Naked Mass is better if you want a simpler, less flavored base powder. Serious Mass is better if you want the most convenient default high-calorie gainer with added creatine and broad availability.
Bottom Line
The best mass gainer for most hardgainers in 2026 is Optimum Nutrition Serious Mass. It solves the most common problem: adding enough calories to make body weight move. Naked Mass is the cleaner recipe base, Dymatize Super Mass Gainer is a strong high-calorie alternative, and Rival Clean Gainer is the better controlled-calorie pick.

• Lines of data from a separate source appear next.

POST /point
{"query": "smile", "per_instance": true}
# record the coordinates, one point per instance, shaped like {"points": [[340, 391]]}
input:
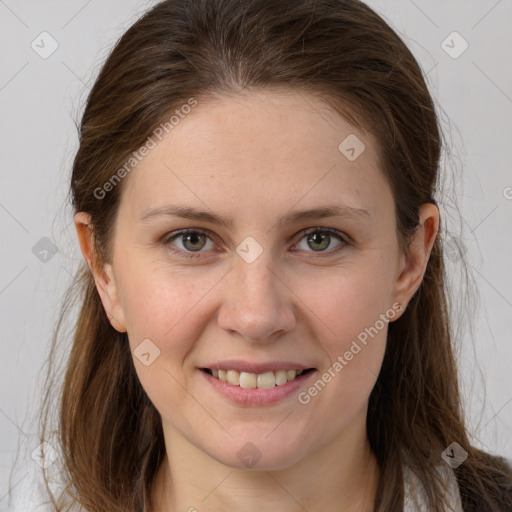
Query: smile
{"points": [[266, 380]]}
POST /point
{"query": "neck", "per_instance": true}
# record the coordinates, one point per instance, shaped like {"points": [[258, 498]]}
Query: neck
{"points": [[342, 475]]}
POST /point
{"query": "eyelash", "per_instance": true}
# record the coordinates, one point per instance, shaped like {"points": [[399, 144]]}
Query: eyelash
{"points": [[191, 254]]}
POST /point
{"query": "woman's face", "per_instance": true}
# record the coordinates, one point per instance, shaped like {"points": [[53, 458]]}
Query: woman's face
{"points": [[247, 289]]}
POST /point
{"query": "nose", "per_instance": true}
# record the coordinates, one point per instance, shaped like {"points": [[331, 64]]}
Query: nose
{"points": [[258, 304]]}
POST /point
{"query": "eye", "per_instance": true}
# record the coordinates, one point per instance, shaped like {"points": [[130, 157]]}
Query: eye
{"points": [[318, 239], [192, 241]]}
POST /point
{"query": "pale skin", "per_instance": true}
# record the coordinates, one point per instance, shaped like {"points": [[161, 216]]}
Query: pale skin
{"points": [[255, 158]]}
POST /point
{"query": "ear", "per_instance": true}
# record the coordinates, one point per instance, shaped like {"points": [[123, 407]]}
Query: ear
{"points": [[415, 258], [102, 272]]}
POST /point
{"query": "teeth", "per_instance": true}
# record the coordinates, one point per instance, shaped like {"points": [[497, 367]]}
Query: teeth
{"points": [[265, 380]]}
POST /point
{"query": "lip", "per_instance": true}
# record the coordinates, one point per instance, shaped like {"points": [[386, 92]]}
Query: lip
{"points": [[258, 397], [250, 367]]}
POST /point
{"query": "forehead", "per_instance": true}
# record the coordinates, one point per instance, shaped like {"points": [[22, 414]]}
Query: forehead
{"points": [[269, 147]]}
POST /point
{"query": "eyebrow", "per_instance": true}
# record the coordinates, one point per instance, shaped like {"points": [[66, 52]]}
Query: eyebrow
{"points": [[294, 217]]}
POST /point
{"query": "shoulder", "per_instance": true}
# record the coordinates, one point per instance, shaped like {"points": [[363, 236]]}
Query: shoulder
{"points": [[493, 482]]}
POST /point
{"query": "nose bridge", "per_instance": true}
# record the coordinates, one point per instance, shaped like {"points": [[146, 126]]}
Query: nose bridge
{"points": [[256, 304]]}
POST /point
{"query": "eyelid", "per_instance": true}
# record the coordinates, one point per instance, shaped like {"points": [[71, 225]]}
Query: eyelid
{"points": [[169, 237]]}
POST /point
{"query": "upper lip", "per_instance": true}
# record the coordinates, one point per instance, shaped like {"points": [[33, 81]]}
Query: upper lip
{"points": [[252, 367]]}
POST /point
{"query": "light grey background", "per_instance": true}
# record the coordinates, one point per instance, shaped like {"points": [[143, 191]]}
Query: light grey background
{"points": [[41, 97]]}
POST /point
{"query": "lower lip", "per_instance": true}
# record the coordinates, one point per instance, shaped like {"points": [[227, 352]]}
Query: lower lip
{"points": [[256, 396]]}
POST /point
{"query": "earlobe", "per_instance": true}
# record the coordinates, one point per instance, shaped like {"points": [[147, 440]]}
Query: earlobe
{"points": [[415, 258], [102, 272]]}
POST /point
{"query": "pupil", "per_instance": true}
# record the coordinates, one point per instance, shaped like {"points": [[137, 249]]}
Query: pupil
{"points": [[315, 240], [193, 238]]}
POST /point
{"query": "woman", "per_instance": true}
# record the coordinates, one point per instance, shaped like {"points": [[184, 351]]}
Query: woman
{"points": [[263, 317]]}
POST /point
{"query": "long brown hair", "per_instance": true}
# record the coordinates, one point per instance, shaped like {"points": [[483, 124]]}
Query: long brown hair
{"points": [[109, 431]]}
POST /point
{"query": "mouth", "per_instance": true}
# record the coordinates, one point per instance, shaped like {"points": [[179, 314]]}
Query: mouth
{"points": [[248, 380]]}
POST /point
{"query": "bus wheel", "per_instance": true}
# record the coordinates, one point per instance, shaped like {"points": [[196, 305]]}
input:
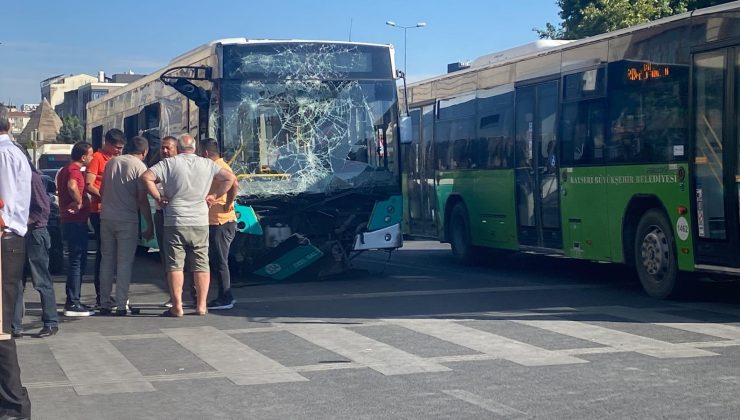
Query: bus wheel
{"points": [[462, 249], [655, 255]]}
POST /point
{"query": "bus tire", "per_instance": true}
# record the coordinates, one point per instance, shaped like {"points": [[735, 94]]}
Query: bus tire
{"points": [[655, 255], [462, 248]]}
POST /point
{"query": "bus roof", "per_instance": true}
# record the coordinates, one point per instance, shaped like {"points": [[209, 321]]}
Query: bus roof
{"points": [[244, 41], [205, 50], [536, 48]]}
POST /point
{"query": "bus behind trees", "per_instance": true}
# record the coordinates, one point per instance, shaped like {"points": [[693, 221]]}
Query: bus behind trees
{"points": [[310, 129], [619, 148]]}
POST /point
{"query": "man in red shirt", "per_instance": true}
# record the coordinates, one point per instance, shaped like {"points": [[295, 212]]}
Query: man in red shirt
{"points": [[74, 209], [113, 145]]}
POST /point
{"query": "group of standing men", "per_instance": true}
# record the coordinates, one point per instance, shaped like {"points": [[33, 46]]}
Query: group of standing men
{"points": [[195, 220], [190, 192]]}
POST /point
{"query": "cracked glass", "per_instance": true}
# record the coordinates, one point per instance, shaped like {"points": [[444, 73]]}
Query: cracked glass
{"points": [[309, 118]]}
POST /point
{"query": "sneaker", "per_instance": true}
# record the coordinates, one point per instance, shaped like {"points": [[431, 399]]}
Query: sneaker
{"points": [[221, 303], [47, 331], [77, 310]]}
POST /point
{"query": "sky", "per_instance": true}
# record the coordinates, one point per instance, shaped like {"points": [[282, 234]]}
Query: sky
{"points": [[43, 38]]}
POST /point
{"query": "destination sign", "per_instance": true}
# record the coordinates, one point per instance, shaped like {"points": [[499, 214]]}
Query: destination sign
{"points": [[648, 71]]}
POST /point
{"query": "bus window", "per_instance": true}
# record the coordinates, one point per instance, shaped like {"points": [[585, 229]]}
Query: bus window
{"points": [[582, 139], [495, 131], [648, 112]]}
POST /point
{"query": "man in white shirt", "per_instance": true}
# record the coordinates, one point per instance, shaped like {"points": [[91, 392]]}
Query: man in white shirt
{"points": [[186, 181], [15, 192], [123, 197]]}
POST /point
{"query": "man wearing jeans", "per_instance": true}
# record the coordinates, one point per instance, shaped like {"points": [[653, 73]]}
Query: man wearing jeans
{"points": [[113, 145], [15, 195], [123, 197], [221, 232], [74, 209], [38, 243]]}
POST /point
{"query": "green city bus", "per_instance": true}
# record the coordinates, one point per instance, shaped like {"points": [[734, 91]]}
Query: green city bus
{"points": [[621, 147]]}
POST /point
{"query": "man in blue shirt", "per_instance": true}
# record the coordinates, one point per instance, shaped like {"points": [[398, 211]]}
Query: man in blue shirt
{"points": [[15, 192]]}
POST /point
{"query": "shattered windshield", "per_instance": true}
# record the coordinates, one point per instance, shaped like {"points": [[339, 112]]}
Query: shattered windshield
{"points": [[304, 133]]}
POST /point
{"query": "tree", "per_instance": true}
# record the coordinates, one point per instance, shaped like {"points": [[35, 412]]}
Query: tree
{"points": [[71, 131], [582, 18]]}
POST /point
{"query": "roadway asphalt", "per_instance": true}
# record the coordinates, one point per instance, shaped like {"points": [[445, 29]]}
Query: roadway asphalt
{"points": [[413, 337]]}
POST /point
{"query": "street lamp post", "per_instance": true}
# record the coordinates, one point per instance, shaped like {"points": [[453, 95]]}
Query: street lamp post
{"points": [[405, 28]]}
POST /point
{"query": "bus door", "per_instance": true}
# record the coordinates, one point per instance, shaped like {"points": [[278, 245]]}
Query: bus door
{"points": [[537, 182], [420, 164], [716, 163]]}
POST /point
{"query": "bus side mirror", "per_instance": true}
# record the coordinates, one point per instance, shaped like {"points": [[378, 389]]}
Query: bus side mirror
{"points": [[405, 126]]}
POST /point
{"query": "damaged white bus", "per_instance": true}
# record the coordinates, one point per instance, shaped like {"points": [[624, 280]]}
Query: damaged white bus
{"points": [[310, 129]]}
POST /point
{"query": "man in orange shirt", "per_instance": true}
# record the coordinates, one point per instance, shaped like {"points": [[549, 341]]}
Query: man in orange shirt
{"points": [[113, 145], [221, 232]]}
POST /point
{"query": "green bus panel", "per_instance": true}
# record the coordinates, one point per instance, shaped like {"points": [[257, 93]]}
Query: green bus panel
{"points": [[489, 198], [585, 214], [405, 222], [594, 202], [386, 213]]}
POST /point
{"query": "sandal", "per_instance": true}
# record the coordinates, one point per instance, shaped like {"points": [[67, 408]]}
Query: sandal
{"points": [[169, 314]]}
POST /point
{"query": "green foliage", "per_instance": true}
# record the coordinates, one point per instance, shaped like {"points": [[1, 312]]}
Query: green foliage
{"points": [[71, 131], [582, 18]]}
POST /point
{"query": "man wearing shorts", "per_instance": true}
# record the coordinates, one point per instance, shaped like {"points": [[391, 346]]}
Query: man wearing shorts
{"points": [[186, 182]]}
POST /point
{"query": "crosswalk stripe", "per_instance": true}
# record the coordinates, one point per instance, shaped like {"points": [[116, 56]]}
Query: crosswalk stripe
{"points": [[617, 339], [365, 351], [485, 342], [237, 361], [95, 366], [728, 332], [487, 404]]}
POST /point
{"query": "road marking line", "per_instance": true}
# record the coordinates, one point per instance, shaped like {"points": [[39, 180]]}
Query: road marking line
{"points": [[365, 351], [617, 339], [485, 342], [719, 308], [350, 296], [728, 332], [87, 359], [238, 362], [484, 403]]}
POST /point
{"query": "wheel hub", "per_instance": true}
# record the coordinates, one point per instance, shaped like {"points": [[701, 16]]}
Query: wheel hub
{"points": [[655, 252]]}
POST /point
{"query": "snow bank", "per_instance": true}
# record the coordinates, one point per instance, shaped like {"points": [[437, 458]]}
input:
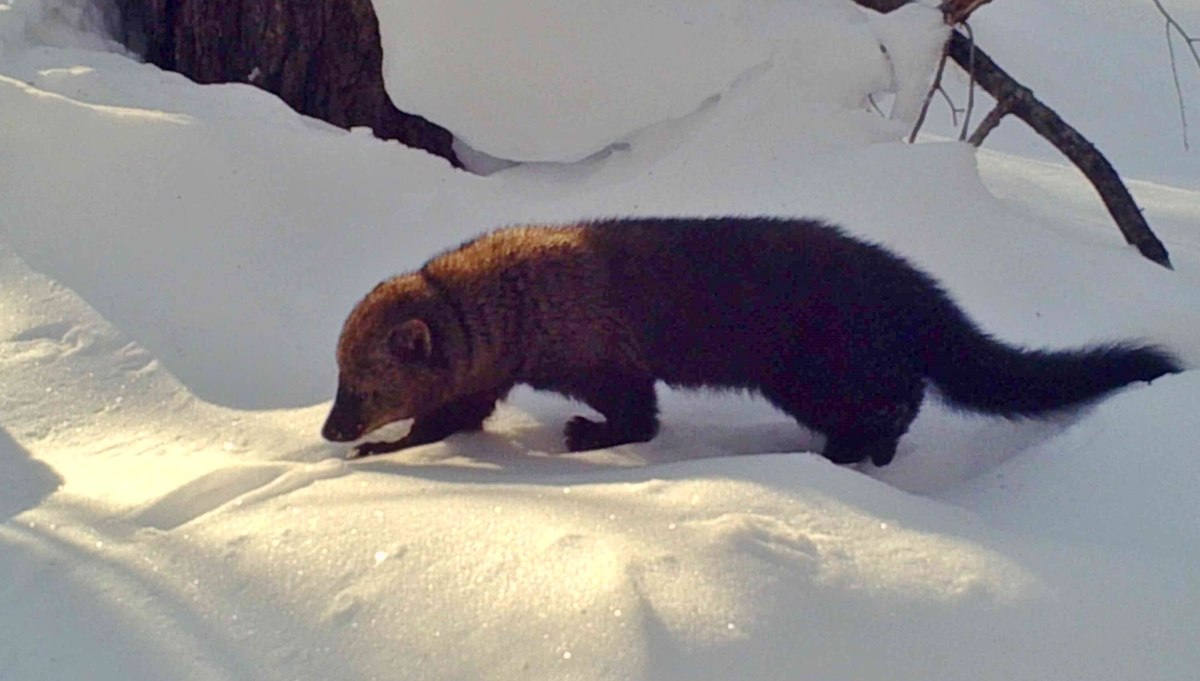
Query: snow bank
{"points": [[561, 80], [175, 261]]}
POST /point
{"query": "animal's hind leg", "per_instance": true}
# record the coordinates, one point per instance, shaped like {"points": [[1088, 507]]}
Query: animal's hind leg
{"points": [[859, 423]]}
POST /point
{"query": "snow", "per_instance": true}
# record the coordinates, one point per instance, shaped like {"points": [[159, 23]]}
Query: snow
{"points": [[177, 260]]}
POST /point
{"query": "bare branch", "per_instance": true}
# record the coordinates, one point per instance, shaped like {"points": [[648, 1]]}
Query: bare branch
{"points": [[1021, 102], [958, 11]]}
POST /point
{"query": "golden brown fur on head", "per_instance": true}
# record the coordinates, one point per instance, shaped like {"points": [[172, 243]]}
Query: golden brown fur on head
{"points": [[395, 359]]}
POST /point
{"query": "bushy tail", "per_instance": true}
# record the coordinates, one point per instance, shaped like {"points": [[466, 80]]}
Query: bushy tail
{"points": [[977, 372]]}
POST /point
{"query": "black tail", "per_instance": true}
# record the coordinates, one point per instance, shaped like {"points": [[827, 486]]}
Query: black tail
{"points": [[977, 372]]}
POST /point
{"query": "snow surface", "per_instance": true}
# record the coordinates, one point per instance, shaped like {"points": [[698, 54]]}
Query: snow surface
{"points": [[175, 261]]}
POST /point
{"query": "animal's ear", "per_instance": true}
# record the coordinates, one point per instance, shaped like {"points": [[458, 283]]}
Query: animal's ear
{"points": [[411, 342]]}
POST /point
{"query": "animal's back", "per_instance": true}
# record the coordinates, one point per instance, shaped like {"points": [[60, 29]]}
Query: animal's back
{"points": [[735, 302]]}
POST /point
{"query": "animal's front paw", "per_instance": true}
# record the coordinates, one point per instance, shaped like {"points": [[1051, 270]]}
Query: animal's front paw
{"points": [[367, 449], [586, 434]]}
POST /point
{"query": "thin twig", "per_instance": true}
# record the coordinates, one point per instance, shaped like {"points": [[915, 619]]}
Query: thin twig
{"points": [[989, 122], [1175, 72], [966, 118], [929, 96]]}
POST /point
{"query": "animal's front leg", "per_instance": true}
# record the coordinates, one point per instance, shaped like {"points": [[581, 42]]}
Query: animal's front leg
{"points": [[628, 403], [463, 414]]}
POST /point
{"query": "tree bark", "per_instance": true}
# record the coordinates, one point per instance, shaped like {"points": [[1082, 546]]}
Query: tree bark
{"points": [[321, 56]]}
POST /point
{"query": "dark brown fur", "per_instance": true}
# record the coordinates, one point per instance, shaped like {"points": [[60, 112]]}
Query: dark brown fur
{"points": [[839, 333]]}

Our advice: do not buy the biggest tub because the front label looks intense. Buy the serving size that matches your real calorie gap, then use it consistently alongside progressive training and normal meals.
Sources
- Jäger, R., Kerksick, C. M., Campbell, B. I., et al. (2017). International Society of Sports Nutrition Position Stand: protein and exercise. Journal of the International Society of Sports Nutrition, 14, 20. https://doi.org/10.1186/s12970-017-0177-8
- American College of Sports Medicine. (2009). Progression models in resistance training for healthy adults. Medicine & Science in Sports & Exercise, 41(3), 687-708. https://doi.org/10.1249/MSS.0b013e3181915670
- Kreider, R. B., Kalman, D. S., Antonio, J., et al. (2017). International Society of Sports Nutrition position stand: safety and efficacy of creatine supplementation in exercise, sport, and medicine. Journal of the International Society of Sports Nutrition, 14, 18. https://doi.org/10.1186/s12970-017-0173-z
- U.S. Food and Drug Administration. (n.d.). Current good manufacturing practices for food and dietary supplements. Accessed May 2, 2026.